Yo nunca intenté realmente convencerle de que dejara los prejuicios sobre el Athletic colgados en el armario. Pero el tema era más serio de lo que pudiera pensar. Incluso cuando estaba muy enfermo, el fútbol seguía siendo una especie de mina inagotable. Yo, que no tengo ni idea de alineaciones, intentaba racionalizar el debate. Un empeño imposible.
Es lo que tiene la fuerza del fútbol. La pasión de tanta gente, entre ellos mi aita. Los goles de la Real hacen felices a muchos. Y me incluyo, nos hacen felices.
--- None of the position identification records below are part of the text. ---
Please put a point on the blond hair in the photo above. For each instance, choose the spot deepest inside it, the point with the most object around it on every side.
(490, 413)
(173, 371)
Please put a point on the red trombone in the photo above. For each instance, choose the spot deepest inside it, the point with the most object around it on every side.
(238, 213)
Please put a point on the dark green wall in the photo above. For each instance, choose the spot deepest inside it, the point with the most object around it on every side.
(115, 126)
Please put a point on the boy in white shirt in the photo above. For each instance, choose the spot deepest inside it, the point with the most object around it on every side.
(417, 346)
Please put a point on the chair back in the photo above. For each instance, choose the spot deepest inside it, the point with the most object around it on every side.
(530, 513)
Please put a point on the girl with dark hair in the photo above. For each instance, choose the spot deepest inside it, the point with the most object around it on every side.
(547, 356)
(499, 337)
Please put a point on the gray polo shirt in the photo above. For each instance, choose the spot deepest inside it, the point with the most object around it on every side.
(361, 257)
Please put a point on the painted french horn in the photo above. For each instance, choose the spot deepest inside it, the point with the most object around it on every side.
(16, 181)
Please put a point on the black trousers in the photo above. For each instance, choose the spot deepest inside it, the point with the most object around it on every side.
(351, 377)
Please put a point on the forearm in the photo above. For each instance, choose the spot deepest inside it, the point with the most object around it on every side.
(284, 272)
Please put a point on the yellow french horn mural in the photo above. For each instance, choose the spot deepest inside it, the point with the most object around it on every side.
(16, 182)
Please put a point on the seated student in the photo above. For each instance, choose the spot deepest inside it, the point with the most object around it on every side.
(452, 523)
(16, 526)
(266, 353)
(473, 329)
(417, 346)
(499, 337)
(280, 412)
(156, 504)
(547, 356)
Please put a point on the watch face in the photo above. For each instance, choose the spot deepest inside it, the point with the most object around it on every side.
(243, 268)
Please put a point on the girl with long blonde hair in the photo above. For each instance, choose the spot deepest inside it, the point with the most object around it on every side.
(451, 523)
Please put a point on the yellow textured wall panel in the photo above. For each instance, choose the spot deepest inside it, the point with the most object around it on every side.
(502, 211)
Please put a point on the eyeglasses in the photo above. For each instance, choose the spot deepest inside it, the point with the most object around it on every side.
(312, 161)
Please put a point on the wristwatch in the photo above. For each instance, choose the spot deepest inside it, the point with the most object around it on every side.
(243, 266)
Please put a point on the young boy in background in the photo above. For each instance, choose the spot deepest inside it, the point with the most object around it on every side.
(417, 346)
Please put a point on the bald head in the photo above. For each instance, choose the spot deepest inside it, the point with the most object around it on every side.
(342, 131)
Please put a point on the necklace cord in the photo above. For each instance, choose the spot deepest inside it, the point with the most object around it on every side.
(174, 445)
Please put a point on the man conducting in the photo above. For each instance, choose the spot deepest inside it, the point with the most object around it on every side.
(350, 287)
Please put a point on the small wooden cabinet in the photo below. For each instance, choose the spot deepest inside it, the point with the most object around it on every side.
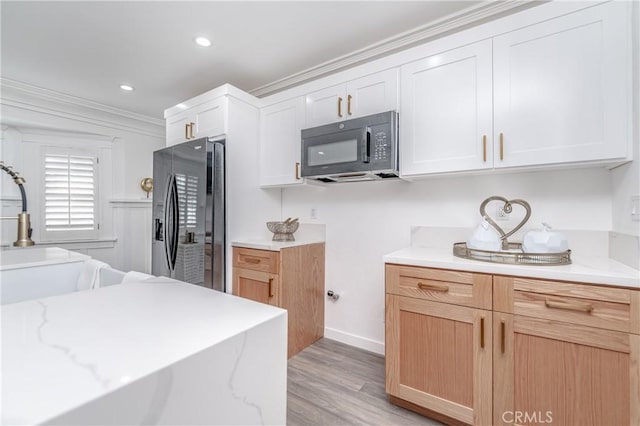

Sirven para rescatar las ilusiones del pozo perdido de la rutina. Se suele decir que la verdadera patria de cada uno es la infancia. Pues mi infancia son los goles de la Real en el viejo Atocha los domingos a la tarde, cuando aplaudíamos en Preferente y nos comíamos el bocata de tortilla en un momento de gloria. Y los goles del Estudio Estadio por la noche. La televisión y el fútbol se alían como poderosa moviola de la nostalgia.
Cuando vea la final en la Cartuja de Sevilla me acordaré de las circunstancias excepcionales que vivimos, de esa emoción que muchos van a sentir portando la camiseta del equipo de su vida en la intimidad de sus casas frente al televisor. Pero, sobre todo, me voy a acordar de mi padre gritando ¡gol!